*Behaviour Therapies

Treatment of Psychological Disorders

Behaviour Therapies

  • Maladaptive behaviours are learned and can be unlearned using conditioning principles.

  • Behaviour therapy rejects the influence of unconscious forces and "inner dynamics."

Classical Conditioning Treatments

  • Purpose: To reduce (decondition) anxiety and to condition new reactions to stimuli (e.g., reactions to alcohol, sexual objects).

  • Common forms include:

    • Exposure Therapy

    • Systematic desensitization

    • Aversion therapy

Exposure Therapy (Extinction Approach)
  • Definition: Presenting the conditioned stimulus (CS), which is the feared stimulus, without the unconditioned stimulus (UCS) to extinguish the anxiety response.

  • Process of Fear Formation:

    • A neutral stimulus (e.g., car) paired with an aversive UCS (e.g., accident) creates a conditioned stimulus (CS) which produces a conditioned response (CR) of anxiety.

    • Avoidance of the feared stimulus becomes reinforced through operant conditioning: anxiety is negatively reinforced.

Therapeutic Application

  • Clients are exposed to the CS without any means of escape (avoidance is not allowed).

  • Flooding/Implosion Therapy Definition: Directly exposes clients to intense anxiety-provoking stimuli (real or imagined) until the anxiety is extinguished.

  • Response Prevention Definition: A technique that blocks avoidant behaviours to allow extinction to occur.

Effectiveness Example - Agoraphobia Research
  • Focus: Exposure to feared environments (e.g., crowds, driving, checkout lines).

  • Method: Measured real-life performance tasks before and after therapy.

  • Results: Significant improvement with long-lasting gains; many months to years.

  • Note: Patients who could not benefit from typical talk therapies often show improvement through exposure methods.

Virtual Reality (VR) Exposure
  • Definition: Immersive computer-generated environments that simulate real experiences (360° visuals, sound, head/hand tracking).

  • Advantages:

    • Allows clients to experience presence within the feared situation.

    • Flexible and programmable (therapist can change scene intensity during sessions).

    • Therapists can accompany clients within the VR environment.

  • Applications: Effective for phobias (e.g., elevators, heights, spiders), PTSD, eating disorders, social anxiety, gambling disorders.

  • Outcomes:

    • VR exposure is often as effective as in-person exposure therapy.

    • Some studies indicate better success rates than cognitive-behavioral therapy (CBT) or waiting list controls.

    • Augmented reality (AR) is emerging as a more affordable and accessible option.

Systematic Desensitization (Counterconditioning)

  • Introduced by Joseph Wolpe in 1958.

  • Goal: To pair relaxation techniques with anxiety-inducing stimuli; anxiety becomes incompatible with relaxation.

  • Counterconditioning Definition: Process of replacing an anxiety response with a new, incompatible response (relaxation).

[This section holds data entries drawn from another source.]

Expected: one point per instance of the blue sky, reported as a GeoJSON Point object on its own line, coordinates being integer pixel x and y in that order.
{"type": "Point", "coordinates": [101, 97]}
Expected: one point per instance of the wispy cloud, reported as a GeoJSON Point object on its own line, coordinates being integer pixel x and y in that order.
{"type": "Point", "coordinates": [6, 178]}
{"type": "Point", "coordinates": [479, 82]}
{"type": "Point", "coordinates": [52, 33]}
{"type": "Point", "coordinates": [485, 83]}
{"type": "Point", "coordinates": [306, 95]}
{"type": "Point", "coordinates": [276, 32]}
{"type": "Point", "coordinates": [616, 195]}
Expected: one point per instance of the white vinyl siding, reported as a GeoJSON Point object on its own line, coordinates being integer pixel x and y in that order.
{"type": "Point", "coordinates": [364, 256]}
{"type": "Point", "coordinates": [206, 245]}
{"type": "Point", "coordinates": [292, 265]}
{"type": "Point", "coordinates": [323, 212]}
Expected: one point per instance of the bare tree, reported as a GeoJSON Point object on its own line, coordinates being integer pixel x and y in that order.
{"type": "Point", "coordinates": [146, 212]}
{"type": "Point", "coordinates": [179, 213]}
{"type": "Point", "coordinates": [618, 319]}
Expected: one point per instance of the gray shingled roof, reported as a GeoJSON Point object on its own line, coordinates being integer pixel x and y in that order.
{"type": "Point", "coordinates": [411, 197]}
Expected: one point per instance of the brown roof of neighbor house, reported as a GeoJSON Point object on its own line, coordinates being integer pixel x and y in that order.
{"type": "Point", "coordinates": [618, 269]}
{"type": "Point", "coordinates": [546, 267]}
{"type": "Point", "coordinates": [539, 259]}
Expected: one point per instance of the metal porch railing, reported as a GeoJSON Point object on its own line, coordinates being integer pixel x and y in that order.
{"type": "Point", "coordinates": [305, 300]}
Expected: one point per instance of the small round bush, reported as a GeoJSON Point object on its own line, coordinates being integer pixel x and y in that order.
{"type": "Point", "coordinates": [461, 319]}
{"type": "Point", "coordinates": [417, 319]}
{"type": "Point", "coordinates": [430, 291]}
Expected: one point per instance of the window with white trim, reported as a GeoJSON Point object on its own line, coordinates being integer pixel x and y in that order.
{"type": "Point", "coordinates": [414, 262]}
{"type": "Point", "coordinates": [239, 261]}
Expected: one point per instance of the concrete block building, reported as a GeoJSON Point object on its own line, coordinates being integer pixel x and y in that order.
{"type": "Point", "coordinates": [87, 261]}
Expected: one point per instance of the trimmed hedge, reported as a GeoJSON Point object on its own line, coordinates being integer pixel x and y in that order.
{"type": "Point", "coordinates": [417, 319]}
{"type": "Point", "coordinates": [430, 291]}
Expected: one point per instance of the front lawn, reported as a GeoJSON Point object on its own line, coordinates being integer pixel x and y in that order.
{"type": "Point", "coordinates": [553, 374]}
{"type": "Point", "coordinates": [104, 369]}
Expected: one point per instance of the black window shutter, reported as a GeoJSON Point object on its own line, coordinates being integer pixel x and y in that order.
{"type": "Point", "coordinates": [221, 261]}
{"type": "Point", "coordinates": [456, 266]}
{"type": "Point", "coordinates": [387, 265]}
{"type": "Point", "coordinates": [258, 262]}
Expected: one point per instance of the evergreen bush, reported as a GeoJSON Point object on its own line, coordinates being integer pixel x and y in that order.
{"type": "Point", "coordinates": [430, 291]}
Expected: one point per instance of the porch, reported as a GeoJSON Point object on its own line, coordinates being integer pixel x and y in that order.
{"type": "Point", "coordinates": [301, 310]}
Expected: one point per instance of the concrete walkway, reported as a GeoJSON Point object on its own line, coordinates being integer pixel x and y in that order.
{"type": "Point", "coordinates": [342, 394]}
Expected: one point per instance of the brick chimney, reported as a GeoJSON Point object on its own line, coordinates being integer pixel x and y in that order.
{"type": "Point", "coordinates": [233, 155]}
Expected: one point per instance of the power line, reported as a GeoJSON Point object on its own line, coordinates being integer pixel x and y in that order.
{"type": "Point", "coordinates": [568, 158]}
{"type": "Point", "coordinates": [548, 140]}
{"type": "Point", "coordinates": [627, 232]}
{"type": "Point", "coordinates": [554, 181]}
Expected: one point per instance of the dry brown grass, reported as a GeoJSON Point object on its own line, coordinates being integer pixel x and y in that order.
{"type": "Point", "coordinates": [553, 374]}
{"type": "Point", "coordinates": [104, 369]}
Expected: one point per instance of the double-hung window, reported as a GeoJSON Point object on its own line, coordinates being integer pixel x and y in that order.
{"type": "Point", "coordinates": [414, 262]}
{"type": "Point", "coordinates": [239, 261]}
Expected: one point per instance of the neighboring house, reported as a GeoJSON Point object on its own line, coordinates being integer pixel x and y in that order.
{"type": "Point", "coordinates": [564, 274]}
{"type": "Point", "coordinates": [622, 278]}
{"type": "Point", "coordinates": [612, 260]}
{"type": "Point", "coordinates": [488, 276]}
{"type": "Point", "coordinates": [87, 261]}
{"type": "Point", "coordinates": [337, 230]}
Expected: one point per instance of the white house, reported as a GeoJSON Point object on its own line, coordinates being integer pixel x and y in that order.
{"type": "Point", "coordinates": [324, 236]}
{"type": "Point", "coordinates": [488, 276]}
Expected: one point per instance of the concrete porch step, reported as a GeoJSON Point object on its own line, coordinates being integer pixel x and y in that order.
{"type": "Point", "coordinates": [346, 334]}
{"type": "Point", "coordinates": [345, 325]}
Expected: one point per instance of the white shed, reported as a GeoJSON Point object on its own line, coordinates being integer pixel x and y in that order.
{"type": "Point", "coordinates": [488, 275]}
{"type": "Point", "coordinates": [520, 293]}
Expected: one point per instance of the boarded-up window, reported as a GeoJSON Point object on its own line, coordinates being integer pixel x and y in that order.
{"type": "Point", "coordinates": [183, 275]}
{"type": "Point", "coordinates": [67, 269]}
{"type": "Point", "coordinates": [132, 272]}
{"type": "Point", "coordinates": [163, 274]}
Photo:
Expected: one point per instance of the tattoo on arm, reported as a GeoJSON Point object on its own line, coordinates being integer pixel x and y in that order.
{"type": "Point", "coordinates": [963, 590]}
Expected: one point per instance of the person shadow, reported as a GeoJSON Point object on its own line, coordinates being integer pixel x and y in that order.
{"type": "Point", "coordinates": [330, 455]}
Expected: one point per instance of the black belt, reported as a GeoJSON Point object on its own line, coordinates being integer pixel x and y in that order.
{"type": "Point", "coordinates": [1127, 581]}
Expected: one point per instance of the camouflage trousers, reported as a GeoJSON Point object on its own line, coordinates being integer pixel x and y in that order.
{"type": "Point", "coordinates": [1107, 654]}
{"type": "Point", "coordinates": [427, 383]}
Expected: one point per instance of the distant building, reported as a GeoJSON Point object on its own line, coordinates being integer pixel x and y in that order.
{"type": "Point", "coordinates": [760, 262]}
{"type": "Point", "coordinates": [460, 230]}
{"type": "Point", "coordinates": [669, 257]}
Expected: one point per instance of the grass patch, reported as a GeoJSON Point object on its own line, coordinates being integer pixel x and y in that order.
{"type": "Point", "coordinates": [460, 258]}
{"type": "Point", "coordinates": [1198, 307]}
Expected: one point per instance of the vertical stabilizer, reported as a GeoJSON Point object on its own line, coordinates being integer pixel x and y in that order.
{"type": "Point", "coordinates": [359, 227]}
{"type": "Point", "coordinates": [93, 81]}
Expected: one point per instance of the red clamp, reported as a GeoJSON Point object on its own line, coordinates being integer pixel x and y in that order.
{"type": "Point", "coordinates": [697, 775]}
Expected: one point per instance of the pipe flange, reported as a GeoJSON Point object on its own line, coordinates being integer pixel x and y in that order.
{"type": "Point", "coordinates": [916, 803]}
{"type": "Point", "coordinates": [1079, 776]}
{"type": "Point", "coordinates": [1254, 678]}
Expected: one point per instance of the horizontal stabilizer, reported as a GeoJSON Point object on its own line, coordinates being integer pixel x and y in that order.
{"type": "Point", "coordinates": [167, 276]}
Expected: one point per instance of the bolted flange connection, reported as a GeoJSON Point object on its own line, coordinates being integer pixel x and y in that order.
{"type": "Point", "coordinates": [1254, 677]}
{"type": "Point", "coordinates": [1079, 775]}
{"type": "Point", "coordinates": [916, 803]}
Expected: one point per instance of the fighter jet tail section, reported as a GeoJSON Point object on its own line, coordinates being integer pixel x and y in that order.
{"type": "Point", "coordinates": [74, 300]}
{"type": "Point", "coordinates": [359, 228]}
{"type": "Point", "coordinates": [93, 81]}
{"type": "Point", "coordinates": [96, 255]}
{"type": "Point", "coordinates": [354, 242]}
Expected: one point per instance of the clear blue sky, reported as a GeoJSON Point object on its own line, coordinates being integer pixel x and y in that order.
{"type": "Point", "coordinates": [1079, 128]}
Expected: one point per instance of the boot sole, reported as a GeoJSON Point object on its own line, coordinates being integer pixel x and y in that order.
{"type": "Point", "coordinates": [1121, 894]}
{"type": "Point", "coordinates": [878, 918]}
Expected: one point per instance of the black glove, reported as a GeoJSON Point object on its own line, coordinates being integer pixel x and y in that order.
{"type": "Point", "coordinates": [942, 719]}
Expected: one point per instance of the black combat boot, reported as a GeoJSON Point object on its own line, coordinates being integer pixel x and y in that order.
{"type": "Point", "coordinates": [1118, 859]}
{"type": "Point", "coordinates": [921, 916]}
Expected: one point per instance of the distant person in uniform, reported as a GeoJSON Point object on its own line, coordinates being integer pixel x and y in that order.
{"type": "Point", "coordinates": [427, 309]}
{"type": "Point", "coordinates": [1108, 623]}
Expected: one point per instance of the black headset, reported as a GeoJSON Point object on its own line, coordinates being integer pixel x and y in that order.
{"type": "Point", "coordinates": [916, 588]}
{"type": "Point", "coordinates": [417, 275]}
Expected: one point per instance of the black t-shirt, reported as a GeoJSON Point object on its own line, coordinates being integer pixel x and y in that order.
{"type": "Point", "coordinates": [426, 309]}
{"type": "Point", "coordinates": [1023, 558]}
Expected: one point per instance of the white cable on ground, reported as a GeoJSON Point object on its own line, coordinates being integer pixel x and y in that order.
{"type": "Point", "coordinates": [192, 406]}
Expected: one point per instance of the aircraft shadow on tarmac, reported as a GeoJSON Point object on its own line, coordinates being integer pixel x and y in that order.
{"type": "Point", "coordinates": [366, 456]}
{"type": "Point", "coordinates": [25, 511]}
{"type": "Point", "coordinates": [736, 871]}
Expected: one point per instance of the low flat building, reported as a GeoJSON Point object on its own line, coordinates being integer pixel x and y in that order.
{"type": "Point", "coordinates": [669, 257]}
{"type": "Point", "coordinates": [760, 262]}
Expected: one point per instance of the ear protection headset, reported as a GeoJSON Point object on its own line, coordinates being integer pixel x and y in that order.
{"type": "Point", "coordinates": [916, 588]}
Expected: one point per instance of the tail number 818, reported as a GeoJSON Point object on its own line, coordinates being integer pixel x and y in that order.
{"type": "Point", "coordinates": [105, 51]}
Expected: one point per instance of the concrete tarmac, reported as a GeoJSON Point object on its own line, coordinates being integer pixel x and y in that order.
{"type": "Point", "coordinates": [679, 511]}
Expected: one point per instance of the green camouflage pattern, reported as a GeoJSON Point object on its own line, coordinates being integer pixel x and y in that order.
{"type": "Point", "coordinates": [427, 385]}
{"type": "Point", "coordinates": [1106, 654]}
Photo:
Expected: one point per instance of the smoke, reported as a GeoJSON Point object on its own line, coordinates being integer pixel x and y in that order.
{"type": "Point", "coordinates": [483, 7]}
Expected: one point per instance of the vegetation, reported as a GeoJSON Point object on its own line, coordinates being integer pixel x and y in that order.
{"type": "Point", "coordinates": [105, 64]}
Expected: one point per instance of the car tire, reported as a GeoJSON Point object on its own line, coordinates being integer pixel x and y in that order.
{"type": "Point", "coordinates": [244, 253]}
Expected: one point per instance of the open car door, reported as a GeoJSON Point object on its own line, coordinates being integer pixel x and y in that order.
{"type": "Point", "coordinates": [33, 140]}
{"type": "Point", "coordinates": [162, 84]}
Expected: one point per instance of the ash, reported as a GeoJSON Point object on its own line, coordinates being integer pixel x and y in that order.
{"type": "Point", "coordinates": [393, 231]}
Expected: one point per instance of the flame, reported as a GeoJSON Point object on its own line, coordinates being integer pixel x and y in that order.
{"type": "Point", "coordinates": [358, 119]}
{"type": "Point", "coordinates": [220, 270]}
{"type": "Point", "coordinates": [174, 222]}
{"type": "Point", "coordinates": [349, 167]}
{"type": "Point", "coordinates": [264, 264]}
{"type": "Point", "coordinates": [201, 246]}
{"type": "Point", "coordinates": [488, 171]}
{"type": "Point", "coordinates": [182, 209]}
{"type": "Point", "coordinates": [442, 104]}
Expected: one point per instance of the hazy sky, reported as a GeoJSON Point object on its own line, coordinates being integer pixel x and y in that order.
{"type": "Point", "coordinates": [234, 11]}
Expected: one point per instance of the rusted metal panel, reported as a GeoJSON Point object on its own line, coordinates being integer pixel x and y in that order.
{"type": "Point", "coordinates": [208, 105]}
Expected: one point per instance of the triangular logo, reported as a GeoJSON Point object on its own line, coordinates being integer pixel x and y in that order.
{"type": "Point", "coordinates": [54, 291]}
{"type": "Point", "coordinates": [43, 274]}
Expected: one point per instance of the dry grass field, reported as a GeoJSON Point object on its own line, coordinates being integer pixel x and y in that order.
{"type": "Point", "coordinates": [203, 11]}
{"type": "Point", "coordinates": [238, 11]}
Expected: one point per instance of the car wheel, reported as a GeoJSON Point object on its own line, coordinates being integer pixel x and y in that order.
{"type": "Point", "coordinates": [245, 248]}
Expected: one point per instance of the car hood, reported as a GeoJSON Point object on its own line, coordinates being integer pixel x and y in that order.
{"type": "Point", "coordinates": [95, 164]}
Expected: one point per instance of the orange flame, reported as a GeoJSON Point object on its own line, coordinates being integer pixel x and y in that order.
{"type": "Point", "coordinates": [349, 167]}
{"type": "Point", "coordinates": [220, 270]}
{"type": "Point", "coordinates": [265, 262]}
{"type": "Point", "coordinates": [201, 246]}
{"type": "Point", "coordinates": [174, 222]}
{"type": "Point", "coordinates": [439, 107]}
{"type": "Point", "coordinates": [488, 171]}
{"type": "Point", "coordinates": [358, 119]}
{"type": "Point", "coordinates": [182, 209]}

Steps for Systematic Desensitization
  1. Train clients in muscle relaxation skills.

  2. Construct a stimulus hierarchy (Definition): A list of anxiety-inducing scenes arranged from least to most anxiety-provoking (typically 10-15 scenes).

  3. Clients visualize the scenes while in a deeply relaxed state, leading to reduced anxiety as they progress up the hierarchy.

    • Example: A hierarchy for test anxiety might progress from hearing about an exam, walking into the test room, to seeing an unanswerable question.

In Vivo Desensitization (Definition)
  • Gradual exposure to real-life stimuli, as opposed to imagined scenarios.

Results of Systematic Desensitization
  • Highly successful in treating phobias and anxiety disorders.

Aversion Therapy

  • Goal: Not to reduce anxiety but to create a negative reaction to a harmful stimulus.

Mechanism of Aversion Therapy
  • Involves pairing an attractive conditioned stimulus (CS), such as alcohol or sexual images, with a noxious unconditioned stimulus (UCS) like electric shocks or nausea-inducing injections.

Examples of Aversion Therapy
  • Use of nausea-inducing drugs like disulfiram (Alcoholism) with alcohol consumption.

  • Application in treatment of pedophilia using electric shocks combined with sexual images of children (measured via penile response).

Limitations of Aversion Therapy
  • Typically demonstrates good short-term outcomes but has weak generalization to real-world scenarios.

  • Best results are obtained when combined with skills for preventing relapse in patients.